Blunt cardiac injury (BCI) encompasses different clinical circumstances, such as gradual myocardial injuries, great artery injuries, cardiac tamponade, septum or wall ruptures, pump failure, conduction disturbances, and cardiac arrhythmias (1). The incidence of BCI in multiple traumas is 10%, but it ranges between 8% to 71% in blunt chest trauma patients, depending on the different diagnostic criteria. However, the real incidence is not known because there is no gold standard of diagnosis. BCIs occur mainly due to motor vehicle accidents (2).

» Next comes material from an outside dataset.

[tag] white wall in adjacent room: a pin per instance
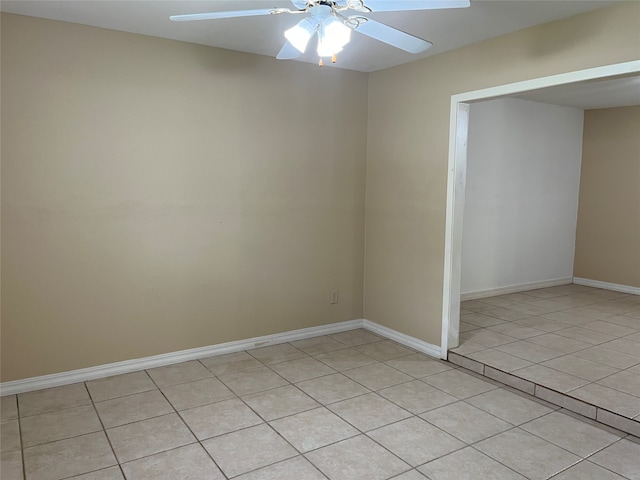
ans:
(521, 199)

The incidence of arrhythmias due to cardiac injuries is 24%-73%, whereas arrhythmia without any cardiac injuries is rare, and the accurate incidence is unknown (3). Various dysrhythmias such as atrial fibrillation (AF), ventricular and supraventricular premature beats, supraventricular tachycardia, ventricular tachycardia, and ventricular fibrillations (VF) after BCI have been reported. Cardiac arrhythmias without BCI could also be seen due to the electrical disturbance trauma. These arrhythmias happen after any strike to the anterior face of chest or left precordial area inflicted by the steering wheel, fists, or a ball (4).

In the literature, AF is reported as the most commonly seen arrhythmia in trauma patients. It is frequently a result of the cardiac complications (myocardial contusion, atrial rupture, cardiac tamponade, etc.) after blunt chest trauma (1). As far as we know, AF without any cardiac injury is rarely reported. In this paper, we aimed to present an atrial fibrillation case that occurred after a blunt chest trauma in which no cardiac injury was determined.

Case Report

A 38-years-old male patient was admitted to our emergency department (ED) after a car accident that happened 1 hour before. The patient explained that he did not wear a seat belt, and the steering wheel struck his chest during the accident. He suffered from chest and knee pain at the ED admission. The patient was conscious, and his Glasgow Coma Scale was 15 points. The patient's blood pressure was 140/75 mmHg, his pulse rate was 123 beats per minute (bpm) and arrhythmic, his respiratory rate was 24/minute, and his arterial oxygen saturation was 95%. On physical examination, there was tenderness and hyperemia on sternum and right 5th and 6th ribs. There were three lacerations that were roughly 2 cm long and involving cutaneous and subcutaneous tissue placed on the right knee. The other examination findings were normal. After the tachyarrhythmia was detected by monitoring and on physical examination, 12-lead electrocardiogram (ECG) was performed immediately. The ECG demonstrated a normal QRS axis but showed AF with a heart rate of 123 bpm (Figure 1). The patient did not have any previous organic disorders, including cardiac disease, hypertension, and arrhythmias. He was stable hemodynamically at the ED admission, so the radiologic studies of trauma were performed. Brain computerized tomography (CT) and cervical, chest, lumbosacral, and pelvic X-rays revealed no pathologic signs. On contrast enhanced thorax CT, we found the fracture of the 5th rib, small pneumothorax, and apical lung contusion in right hemithorax. The right patella sectional fracture was revealed on X-ray. Laboratory studies of the patient showed that the white blood cell count was 20x[10.sup.3]/[mm.sup.3], hemoglobin was 16.1 g/dL, hematocrit was 47.8%, and platelet was 294x103/[mm.sup.3]. Other laboratory findings were within normal ranges. Written informed consent was obtained from the patient.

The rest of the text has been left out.